If you take the belief that the NEC must have the flexibility to impose a freeze date of its choosing, it could arbitrarily decide that it would bar all new entrants post 2000 from voting in the current election, only for it to be ratified at conference. This would be clearly ludicrous. One could argue that a quarter of the membership joining after June 24th could have been legitimately barred as they might be ‘entryists’ in response to an imminent leadership election (which nobody knew about at on June 24th); or you could equally argue that such new entrants were enthused about joining the Labour Party in solidarity with a leader who was beginning to crystallise a response to the result of the EU referendum. As English law, in keeping with our current European obligations, believes firmly in the presumption of innocence, it can’t be taken as red that this new membership definitely is ‘entryist’ and wants to throw the election. That is why Tom Watson MP’s letter to Jeremy Corbyn MP, citing Richard Angell’s book review of ‘Militant’ by Michael Crick, is so timely and significant.

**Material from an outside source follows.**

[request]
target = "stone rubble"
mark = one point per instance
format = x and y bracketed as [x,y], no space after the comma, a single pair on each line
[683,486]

Anisimic was a classic case from the House of Lords which gave the courts jurisdiction to examine contracts if there had been an err in the law. Now we know that there is a view that there has been a fundamental breach of contract in taking the money of new members of Labour without giving them voting rights. In this regard, it would have possibly been easier to argue that voting rights, whatever the other ‘dividing lines’ for membership, were pretty inalienable. But the flexibility afforded to the NEC dangerously might set the precedent that the NEC is in effect above the English law, and free to breach its own contract with members.
So in summary the Labour Parliamentary Labour Party have acted in a totally disgusting way. Labour MPs are sitting on their hands, silent in #pmqs, totally unsupportive of the Leader of the Opposition, not even bothering to turn up to key debates, such as John McDonnell’s economics debate. They think that they can bully Corbyn into resigning, whereas Corbyn is under no obligation to resign. They humiliate Corbyn in TV studios, alleging that he is a psychopath who is quite unable of rustling up followership at the drop of the hat, rather than producing policy. They then try to stop Corbyn from defending his own leadership in an election. And then the Labour NEC tries to stop a whole swathe of new members from voting – loses, and then uses monies, perhaps including members’ own monies, to defend the case at vast cost. Then Owen Smith MP puts in a putrid performance in Gateshead, where he says he must return to the back benches rather than joining Corbyn, if he won, in fighting the Conservatives, whenever the election is called.
Smith’s political manner was vulgar, aggressive and offensive towards Corbyn; and the content of his answers ubiquitously intellectually void of any calibre. Owen Smith MP by no stretch of the imagination is leadership material for Labour. As somebody I trust totally called it yesterday, “Owen Smith MP’s politics are in a charisma-free zone.”
But this, as I’ve said before, is desperate stuff from a putrid Labour PLP and the true entryists, ‘influential’ people pulling the strings from afar for example as in the Big 4 accountancy firms. It is tragic that the Labour parliamentary party is so intent on wrecking itself, rather than fighting the Conservatives on key issues. A system of open primaries would however ensure that we have Labour candidates who are fit for purpose, and we know that the vast majority of the constituency Labour Party divisions have voted for Jeremy Corbyn not Owen Smith MP.